Ces déclarations, très attendues sur place, n’ont pas été bien accueillies. “Il n’y a aucune avancée dans ce discours, que de la démagogie (...) Ce ne sont encore que des mensonges d’État qui continuent et ne vont pas permettre d’apaiser la souffrance ni une juste réparation”, a regretté le père Auguste Uebe-Carlson, président de l’association 193, une des principales sur les essais nucléaires, sur la chaîne Polynésie la 1ère.

Mais le président de la Polynésie, l’autonomiste Édouard Fritsch, s’est félicité qu’Emmanuel Macron veuille “enfin que la vérité soit mise sur la table” après “25 ans de silence”.

Améliorer les indemnisations

Sur la question sensible des indemnisations, Emmanuel Macron a annoncé une amélioration du traitement des dossiers alors que le nombre de personnes indemnisées pour avoir contracté des maladies radio-induites reste “particulièrement faible”, selon le ministre des Outre-mer, Sébastien Lecornu. 

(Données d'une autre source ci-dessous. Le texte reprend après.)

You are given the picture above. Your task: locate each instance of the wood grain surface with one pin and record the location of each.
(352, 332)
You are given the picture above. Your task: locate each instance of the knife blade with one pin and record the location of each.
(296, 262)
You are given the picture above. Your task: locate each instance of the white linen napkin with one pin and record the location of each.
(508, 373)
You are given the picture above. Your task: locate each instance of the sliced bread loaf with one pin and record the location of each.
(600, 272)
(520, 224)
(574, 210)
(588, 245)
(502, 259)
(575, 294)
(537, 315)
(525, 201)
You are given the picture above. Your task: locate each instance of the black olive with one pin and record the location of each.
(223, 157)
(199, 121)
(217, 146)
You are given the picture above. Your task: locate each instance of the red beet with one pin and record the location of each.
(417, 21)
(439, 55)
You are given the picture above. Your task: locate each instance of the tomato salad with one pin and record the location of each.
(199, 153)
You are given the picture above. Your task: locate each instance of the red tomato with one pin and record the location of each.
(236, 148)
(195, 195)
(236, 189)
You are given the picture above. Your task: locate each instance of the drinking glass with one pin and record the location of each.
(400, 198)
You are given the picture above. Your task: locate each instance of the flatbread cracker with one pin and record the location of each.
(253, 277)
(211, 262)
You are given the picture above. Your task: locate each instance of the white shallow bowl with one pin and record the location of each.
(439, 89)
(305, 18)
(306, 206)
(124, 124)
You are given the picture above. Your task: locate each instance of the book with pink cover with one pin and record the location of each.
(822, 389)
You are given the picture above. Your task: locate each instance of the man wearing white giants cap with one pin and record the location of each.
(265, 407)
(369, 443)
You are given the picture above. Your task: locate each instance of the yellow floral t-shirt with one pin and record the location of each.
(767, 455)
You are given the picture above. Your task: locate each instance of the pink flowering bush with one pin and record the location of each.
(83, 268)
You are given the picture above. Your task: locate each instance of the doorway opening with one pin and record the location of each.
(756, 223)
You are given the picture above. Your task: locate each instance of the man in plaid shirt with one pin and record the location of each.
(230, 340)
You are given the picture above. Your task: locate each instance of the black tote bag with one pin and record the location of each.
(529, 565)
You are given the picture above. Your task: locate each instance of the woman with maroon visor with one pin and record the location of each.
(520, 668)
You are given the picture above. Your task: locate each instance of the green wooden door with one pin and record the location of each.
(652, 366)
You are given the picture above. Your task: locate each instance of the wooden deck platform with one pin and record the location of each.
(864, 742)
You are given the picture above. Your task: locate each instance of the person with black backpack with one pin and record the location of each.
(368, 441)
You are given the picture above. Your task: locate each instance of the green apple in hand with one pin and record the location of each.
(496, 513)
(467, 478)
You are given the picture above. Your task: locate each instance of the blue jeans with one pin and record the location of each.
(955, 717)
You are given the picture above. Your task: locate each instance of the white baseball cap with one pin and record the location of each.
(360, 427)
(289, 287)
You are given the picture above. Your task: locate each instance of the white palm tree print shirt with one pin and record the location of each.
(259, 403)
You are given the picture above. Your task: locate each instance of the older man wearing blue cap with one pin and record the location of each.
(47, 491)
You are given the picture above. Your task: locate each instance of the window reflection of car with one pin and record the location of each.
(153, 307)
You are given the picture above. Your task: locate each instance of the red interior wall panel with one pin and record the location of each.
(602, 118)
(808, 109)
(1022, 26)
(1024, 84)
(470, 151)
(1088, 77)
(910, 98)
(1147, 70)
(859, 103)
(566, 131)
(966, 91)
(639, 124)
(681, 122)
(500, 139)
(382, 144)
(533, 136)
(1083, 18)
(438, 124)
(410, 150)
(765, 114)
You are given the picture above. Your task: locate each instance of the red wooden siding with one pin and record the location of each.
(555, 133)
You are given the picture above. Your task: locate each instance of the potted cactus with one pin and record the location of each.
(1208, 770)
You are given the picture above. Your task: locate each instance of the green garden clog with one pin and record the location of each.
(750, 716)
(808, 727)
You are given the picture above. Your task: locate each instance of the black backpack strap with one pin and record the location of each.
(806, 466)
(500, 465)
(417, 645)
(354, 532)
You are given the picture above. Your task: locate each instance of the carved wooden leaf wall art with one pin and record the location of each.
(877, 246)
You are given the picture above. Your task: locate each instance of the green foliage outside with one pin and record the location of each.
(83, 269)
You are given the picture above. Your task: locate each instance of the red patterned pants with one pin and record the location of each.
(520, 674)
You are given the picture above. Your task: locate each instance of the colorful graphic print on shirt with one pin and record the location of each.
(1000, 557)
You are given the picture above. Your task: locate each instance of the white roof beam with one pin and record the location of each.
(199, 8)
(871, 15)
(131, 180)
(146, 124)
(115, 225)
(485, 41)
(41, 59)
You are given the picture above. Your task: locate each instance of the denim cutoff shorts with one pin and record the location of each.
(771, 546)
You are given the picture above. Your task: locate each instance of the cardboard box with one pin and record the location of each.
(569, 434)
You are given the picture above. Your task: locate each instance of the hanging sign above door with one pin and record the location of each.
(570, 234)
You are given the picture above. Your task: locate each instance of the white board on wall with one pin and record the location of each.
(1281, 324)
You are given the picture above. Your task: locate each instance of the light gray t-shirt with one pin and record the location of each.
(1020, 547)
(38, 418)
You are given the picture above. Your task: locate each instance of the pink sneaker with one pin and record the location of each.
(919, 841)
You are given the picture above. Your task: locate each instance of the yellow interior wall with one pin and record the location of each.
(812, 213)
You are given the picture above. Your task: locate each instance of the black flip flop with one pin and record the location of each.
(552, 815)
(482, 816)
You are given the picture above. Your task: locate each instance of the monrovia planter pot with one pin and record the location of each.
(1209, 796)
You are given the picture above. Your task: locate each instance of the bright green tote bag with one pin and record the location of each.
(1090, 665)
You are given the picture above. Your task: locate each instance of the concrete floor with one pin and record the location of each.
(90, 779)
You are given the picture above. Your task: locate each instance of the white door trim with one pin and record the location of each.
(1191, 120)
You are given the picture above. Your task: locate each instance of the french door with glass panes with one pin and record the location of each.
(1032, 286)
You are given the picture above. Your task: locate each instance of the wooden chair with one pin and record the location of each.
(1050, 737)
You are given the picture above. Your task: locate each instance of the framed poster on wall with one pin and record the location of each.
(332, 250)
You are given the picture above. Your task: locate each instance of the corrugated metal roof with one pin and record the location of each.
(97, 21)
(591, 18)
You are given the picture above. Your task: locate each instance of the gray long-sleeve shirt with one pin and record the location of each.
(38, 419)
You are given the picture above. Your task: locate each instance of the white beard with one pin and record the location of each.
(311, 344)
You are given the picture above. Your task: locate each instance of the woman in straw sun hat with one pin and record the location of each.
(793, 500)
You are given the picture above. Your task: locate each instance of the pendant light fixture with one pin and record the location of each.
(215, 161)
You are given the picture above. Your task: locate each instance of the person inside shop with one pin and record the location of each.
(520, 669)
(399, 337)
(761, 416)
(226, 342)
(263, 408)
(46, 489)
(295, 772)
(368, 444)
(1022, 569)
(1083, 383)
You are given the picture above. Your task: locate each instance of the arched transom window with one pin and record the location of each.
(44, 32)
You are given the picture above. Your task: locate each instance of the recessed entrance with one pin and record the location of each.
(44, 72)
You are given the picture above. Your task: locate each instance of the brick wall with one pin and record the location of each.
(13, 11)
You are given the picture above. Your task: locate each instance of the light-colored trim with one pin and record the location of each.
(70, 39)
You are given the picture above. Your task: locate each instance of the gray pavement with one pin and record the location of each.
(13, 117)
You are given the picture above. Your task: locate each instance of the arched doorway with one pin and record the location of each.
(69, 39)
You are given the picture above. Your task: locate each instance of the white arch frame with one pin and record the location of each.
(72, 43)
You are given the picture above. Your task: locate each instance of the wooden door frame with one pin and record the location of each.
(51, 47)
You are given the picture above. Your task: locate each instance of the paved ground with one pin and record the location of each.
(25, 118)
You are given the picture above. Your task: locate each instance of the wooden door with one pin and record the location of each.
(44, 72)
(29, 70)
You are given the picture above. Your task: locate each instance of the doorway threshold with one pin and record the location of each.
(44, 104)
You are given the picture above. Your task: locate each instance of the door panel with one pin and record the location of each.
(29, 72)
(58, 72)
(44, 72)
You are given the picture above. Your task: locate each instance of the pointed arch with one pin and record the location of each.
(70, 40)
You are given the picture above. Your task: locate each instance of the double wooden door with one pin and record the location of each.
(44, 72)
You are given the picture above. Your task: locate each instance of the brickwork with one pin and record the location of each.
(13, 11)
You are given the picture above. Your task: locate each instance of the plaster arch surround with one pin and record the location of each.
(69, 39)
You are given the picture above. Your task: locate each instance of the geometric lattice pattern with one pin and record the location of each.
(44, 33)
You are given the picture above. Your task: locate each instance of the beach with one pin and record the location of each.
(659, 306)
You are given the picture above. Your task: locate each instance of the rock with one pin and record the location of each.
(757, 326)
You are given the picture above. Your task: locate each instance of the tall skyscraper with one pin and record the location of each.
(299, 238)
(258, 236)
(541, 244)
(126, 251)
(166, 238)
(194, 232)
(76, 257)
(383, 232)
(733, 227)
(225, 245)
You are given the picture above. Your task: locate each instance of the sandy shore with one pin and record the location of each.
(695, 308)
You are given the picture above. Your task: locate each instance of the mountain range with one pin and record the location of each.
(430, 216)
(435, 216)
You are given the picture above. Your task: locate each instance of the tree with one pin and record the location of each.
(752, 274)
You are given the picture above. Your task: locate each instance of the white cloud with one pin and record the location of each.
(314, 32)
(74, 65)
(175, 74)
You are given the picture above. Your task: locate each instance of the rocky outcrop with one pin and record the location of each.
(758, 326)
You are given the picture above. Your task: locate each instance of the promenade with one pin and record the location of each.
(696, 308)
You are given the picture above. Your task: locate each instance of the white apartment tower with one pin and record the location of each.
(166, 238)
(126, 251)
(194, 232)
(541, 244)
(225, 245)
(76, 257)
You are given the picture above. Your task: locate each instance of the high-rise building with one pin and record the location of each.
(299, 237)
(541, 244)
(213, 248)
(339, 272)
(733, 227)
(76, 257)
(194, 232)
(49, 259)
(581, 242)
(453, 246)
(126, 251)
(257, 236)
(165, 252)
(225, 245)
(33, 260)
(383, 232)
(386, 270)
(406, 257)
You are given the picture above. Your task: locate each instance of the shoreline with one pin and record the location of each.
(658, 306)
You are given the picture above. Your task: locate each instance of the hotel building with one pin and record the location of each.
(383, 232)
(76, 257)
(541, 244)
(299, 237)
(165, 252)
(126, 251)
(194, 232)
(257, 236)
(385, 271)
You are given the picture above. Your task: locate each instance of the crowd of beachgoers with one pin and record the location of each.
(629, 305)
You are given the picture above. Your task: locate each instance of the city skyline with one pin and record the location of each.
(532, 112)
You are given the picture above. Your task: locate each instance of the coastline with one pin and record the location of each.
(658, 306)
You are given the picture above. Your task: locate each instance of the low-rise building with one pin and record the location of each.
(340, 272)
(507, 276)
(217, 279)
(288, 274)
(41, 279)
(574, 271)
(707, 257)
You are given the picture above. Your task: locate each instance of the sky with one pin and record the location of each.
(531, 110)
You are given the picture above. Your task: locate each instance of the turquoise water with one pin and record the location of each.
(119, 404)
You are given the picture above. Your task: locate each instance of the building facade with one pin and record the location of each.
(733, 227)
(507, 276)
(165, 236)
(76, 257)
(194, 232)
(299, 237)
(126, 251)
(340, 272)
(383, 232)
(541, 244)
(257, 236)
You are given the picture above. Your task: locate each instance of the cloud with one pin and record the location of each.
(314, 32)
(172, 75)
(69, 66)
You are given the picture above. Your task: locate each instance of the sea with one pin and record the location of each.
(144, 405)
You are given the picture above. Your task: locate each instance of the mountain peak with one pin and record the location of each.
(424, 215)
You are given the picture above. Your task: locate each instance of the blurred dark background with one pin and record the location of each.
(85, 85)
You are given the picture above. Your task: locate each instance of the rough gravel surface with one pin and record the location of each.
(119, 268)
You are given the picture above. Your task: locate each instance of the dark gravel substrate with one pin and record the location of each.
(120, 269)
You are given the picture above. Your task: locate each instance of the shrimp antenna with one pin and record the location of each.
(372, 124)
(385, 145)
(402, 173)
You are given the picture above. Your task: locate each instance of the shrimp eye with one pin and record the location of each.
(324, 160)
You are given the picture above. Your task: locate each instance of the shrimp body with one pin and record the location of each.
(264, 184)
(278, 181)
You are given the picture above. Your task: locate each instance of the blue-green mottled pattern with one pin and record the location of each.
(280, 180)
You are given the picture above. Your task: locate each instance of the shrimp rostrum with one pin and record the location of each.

Il a par ailleurs confirmé que les archives sur les essais “seront ouvertes”, à l’exception des données militaires les plus sensibles. Deux avancées qui étaient réclamées par les associations de lutte contre les essais nucléaires.

Ces annonces interviennent cinq ans après la reconnaissance, par le président François Hollande lors d’une visite en 2016, de “l’impact sur l’environnement et la santé” de 30 années d’essais. Il avait alors pris une série d’engagements, dont certains ne sont pas encore concrétisés comme l’ouverture d’un Centre de Mémoire des essais nucléaires.

Dans son discours entamé et conclu par quelques mots en polynésien, Emmanuel Macron a loué le “pacte unique intime sensible entre la République et la Polynésie française” malgré les “heures sombres et les morsures de l’Histoire”. “Il y a un en même temps” car “vous êtes à la fois profondément polynésiens et profondément patriotes”, a-t-il ajouté, en assurant qu’il défendrait leur volonté de “résister” pour “faire revivre et transmettre” leur culture.